Hierarchical Dirichlet Process Generalized Linear Models (hdpGLM)

The package implements the hierarchical Dirichlet process Generalized Linear Models proposed in the paper Modeling Context-Dependent Latent Effect Heterogeneity . The model can be used to estimate latent heterogeneity in the marginal effect of GLM linear coefficients, cluster data points based on that latent heterogeneity, and investigate if Simpson’s Paradox occurs due to latent or omitted features. It also can be used with hierarchical data to estimate the effect of upper-level covariates on the latent heterogeneity in the effect of lower-level features.

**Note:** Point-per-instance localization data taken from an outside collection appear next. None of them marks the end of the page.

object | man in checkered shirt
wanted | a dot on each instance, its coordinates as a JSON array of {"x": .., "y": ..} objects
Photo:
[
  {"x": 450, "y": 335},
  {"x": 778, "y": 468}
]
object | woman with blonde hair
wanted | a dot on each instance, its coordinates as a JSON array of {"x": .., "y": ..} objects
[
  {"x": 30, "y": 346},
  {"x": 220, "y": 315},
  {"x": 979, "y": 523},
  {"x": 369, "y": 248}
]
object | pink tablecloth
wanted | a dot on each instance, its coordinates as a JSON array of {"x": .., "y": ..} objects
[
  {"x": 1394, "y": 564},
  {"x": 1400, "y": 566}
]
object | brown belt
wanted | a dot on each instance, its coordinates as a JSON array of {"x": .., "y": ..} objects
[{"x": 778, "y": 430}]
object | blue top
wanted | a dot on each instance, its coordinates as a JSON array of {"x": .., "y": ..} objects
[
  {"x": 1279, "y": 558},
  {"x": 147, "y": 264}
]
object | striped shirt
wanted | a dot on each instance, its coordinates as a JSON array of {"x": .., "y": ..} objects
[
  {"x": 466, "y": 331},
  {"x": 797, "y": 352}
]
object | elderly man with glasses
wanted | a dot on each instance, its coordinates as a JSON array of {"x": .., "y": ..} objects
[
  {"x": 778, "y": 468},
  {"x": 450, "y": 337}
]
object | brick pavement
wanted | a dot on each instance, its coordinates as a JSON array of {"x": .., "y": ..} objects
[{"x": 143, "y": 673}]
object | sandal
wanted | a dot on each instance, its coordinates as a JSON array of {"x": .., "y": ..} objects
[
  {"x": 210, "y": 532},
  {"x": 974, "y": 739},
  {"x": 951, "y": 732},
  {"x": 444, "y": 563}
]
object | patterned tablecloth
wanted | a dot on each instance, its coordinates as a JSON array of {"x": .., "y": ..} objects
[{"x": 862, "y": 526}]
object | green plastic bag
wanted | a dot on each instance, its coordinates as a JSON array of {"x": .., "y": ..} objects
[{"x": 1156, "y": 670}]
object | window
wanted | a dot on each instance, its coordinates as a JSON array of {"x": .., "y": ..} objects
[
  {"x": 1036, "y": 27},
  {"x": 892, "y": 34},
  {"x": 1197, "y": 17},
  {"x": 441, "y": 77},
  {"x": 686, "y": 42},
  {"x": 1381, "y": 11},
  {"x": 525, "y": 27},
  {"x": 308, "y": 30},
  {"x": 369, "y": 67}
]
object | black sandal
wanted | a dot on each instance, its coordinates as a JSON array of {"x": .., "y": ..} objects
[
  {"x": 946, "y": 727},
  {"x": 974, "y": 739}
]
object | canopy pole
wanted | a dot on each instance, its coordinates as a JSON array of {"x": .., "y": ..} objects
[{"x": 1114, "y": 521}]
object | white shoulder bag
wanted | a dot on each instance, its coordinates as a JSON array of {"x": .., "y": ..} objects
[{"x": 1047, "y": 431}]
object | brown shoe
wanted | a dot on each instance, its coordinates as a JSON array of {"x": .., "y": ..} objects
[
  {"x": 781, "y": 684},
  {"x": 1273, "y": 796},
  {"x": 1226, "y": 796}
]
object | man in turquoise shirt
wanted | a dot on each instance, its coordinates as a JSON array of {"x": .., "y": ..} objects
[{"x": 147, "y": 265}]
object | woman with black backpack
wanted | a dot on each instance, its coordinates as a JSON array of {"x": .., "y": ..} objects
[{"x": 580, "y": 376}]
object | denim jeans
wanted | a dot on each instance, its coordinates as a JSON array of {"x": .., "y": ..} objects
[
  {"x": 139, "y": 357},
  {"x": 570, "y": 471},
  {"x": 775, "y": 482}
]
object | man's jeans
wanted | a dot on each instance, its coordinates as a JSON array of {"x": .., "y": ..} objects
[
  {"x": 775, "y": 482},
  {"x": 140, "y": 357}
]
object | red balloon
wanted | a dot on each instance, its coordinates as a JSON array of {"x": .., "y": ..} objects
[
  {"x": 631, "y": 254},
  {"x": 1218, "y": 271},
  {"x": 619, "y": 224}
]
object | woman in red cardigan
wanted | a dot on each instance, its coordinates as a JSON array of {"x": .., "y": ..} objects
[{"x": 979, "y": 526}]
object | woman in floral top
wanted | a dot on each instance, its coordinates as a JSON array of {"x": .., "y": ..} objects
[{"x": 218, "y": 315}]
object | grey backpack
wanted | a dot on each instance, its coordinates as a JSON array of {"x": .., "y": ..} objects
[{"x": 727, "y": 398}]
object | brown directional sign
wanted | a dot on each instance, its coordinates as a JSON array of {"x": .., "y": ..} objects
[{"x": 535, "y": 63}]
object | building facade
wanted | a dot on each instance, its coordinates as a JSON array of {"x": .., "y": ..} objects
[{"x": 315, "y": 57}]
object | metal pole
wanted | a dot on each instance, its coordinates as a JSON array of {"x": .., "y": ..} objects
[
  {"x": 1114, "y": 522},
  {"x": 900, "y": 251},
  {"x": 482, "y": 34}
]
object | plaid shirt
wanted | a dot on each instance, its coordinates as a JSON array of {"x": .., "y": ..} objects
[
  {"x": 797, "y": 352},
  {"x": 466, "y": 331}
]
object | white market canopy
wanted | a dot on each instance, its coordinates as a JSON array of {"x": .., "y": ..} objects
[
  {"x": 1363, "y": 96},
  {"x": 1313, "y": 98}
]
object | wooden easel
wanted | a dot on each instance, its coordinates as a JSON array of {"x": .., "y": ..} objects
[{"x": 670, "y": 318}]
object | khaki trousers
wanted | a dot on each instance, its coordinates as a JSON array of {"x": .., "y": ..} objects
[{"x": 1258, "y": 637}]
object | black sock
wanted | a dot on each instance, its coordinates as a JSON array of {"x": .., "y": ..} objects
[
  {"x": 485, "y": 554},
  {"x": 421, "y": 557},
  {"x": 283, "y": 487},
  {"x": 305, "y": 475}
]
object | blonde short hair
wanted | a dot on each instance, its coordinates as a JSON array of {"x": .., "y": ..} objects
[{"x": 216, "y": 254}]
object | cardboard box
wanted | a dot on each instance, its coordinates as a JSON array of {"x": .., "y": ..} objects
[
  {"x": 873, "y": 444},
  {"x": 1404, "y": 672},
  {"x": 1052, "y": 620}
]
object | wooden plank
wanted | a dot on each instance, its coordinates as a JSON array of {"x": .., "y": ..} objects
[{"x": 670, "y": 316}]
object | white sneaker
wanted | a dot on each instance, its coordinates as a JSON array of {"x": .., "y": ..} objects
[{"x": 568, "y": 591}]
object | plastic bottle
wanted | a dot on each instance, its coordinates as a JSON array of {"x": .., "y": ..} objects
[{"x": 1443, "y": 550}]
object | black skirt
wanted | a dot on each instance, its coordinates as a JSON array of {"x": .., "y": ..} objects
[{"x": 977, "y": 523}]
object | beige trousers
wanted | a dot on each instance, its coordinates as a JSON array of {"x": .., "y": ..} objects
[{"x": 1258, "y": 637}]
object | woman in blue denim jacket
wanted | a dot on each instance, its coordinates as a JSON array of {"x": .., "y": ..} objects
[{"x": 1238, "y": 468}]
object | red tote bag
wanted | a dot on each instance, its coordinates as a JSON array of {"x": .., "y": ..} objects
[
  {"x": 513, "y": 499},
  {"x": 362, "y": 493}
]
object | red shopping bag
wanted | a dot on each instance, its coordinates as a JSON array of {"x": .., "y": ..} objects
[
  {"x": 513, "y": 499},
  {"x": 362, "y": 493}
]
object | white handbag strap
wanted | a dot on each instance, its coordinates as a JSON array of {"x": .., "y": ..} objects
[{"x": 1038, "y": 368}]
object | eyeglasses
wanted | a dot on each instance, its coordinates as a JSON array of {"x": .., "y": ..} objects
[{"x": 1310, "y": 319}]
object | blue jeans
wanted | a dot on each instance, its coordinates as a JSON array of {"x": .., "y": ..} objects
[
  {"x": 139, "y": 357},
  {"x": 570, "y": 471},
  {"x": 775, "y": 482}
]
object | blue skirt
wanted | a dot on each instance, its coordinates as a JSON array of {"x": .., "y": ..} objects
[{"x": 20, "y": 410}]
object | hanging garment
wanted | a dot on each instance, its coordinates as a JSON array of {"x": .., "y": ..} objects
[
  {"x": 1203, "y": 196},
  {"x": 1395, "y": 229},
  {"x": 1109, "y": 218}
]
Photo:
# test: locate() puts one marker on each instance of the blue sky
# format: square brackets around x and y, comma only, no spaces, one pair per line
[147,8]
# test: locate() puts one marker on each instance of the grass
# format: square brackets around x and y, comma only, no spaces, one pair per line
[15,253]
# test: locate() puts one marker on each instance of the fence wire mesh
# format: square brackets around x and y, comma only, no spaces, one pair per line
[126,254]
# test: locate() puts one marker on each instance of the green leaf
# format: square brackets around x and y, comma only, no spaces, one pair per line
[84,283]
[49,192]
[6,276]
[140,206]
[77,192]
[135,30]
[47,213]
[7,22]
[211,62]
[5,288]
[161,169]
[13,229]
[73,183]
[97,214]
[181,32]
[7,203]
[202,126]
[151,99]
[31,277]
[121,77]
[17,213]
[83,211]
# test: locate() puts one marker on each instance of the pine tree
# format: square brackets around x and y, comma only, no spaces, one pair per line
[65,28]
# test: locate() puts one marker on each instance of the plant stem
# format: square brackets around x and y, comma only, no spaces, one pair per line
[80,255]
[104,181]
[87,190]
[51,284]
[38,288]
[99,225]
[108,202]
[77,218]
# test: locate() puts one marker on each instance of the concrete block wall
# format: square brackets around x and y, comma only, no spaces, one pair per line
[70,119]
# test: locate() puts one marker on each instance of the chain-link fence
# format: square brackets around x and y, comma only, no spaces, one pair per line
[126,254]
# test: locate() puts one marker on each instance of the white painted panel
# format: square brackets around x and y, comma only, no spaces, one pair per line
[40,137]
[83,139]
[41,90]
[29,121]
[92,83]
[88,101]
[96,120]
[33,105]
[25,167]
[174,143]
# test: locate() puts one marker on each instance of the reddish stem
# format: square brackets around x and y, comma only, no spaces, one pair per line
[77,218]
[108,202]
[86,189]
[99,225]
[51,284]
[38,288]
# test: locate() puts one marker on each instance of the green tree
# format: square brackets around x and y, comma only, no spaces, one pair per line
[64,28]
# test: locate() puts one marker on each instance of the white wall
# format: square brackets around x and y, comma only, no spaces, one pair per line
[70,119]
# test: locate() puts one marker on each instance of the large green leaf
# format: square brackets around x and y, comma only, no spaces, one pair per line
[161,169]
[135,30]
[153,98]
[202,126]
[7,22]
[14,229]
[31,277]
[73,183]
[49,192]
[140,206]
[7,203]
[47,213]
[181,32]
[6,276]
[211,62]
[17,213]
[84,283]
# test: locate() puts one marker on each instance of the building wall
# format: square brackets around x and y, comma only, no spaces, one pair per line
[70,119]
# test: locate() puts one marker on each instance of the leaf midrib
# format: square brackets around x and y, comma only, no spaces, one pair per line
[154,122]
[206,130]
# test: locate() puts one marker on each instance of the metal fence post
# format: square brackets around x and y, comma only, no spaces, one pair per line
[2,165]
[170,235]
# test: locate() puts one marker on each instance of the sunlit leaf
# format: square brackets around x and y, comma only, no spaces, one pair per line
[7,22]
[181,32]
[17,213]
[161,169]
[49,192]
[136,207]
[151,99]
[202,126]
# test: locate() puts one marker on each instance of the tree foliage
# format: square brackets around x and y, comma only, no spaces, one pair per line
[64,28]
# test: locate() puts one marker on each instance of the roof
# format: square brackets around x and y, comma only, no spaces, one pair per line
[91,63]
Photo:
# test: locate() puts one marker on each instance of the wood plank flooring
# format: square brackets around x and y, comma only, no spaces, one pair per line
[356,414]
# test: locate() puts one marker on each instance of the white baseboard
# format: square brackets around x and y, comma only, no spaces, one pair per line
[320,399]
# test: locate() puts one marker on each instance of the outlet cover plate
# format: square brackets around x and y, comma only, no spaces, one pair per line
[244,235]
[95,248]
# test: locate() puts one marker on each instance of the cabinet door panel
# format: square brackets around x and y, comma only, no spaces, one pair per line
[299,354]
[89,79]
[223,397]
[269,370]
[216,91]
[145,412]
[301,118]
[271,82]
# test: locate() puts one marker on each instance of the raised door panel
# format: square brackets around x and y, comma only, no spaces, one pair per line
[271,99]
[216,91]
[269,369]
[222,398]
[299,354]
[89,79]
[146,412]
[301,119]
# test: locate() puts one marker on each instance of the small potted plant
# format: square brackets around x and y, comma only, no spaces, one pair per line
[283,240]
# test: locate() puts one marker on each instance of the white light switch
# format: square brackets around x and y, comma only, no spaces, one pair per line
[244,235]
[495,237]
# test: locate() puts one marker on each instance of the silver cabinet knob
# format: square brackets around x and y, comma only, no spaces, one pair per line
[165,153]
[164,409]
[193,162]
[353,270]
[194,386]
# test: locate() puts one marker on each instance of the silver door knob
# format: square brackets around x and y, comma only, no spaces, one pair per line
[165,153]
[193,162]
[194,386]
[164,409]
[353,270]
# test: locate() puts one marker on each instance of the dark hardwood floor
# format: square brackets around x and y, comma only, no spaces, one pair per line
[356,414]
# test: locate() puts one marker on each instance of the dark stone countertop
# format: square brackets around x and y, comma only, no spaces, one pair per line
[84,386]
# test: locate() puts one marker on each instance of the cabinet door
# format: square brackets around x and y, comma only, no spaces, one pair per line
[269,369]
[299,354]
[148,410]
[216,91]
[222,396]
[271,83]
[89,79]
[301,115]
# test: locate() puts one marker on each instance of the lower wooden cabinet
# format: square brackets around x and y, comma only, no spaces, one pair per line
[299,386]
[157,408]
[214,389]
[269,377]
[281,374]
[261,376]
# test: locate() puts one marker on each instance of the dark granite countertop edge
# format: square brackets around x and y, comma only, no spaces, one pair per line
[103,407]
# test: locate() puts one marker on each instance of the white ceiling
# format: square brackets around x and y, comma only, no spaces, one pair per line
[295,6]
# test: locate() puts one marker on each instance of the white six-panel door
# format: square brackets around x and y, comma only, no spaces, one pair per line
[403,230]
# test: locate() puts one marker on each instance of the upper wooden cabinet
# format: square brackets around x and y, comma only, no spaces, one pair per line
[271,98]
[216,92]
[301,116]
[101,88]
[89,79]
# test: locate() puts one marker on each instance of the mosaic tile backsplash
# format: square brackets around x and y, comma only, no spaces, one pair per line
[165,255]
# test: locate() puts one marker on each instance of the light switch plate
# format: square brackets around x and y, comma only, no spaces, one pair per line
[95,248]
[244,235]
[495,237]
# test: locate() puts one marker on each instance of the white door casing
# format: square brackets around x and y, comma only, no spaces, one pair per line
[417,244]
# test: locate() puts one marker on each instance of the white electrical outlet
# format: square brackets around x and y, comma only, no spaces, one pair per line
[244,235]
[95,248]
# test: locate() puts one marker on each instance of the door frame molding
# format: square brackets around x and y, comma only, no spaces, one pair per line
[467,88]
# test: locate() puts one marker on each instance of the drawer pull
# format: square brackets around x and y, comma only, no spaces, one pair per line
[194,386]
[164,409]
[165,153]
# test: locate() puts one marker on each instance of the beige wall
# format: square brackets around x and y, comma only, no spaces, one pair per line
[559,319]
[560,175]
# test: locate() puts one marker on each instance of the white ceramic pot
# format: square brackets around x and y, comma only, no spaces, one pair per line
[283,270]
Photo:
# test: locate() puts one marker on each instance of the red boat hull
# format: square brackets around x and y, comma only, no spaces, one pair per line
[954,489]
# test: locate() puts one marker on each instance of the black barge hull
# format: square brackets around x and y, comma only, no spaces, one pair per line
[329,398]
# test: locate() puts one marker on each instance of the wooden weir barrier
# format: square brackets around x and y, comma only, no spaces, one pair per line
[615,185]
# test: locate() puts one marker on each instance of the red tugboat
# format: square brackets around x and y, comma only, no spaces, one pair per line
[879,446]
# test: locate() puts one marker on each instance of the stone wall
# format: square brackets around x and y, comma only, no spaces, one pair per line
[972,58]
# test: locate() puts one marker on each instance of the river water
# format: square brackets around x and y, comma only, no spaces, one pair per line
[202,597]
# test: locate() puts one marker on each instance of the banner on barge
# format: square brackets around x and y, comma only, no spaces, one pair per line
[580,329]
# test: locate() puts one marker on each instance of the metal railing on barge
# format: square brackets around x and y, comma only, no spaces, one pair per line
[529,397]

Cluster Estimated Standard Errors in R (ceser)

(with John Jackson) The package implements the Cluster Estimated Standard Errors (CESE) method proposed by Jackson (2019) to compute clustered standard errors of linear coefficients in regression models with grouped data. The package is well integrated with standard R functions to estimate linear models (e.g., lm()). CESE produces more conservative confidence intervals, outperform the classical clustered robust standard error (CRSE) method in various ways, and avoid CRSE downward bias and underestimation of the clustered standard errors. (see Jackson, J., (2019) Corrected standard errors with clustered data, Political Analysis, forthcoming)

Occupation and Class Scheme Classification in R (occupar)

The package occupar (Occupation Classification in R) provides: (1) a handful of functions to convert between different versions of the International Standard Classification of Occupations (ISCO): ISCO-68, ISCO-88, ISCO-08; (2) a set of functions to compute class schemes (EGP, ISEI, ESeC, etc.) based on ISCO. The current package benefited from Harry Ganzeboom’s work of ISCO and class schemes.

Election Forensics Package (eforensics)

(with Walter Mebane ) The package can be used to estimate probability of fraud in elections using Finite Mixture Models (Supported by NSF grant SES 1523355).

Exploratory Data Analysis in R (edar)

A package that facilitates exploratory data analysis and visualization of model results, aligned with tidyverse and pipe coding philosophy.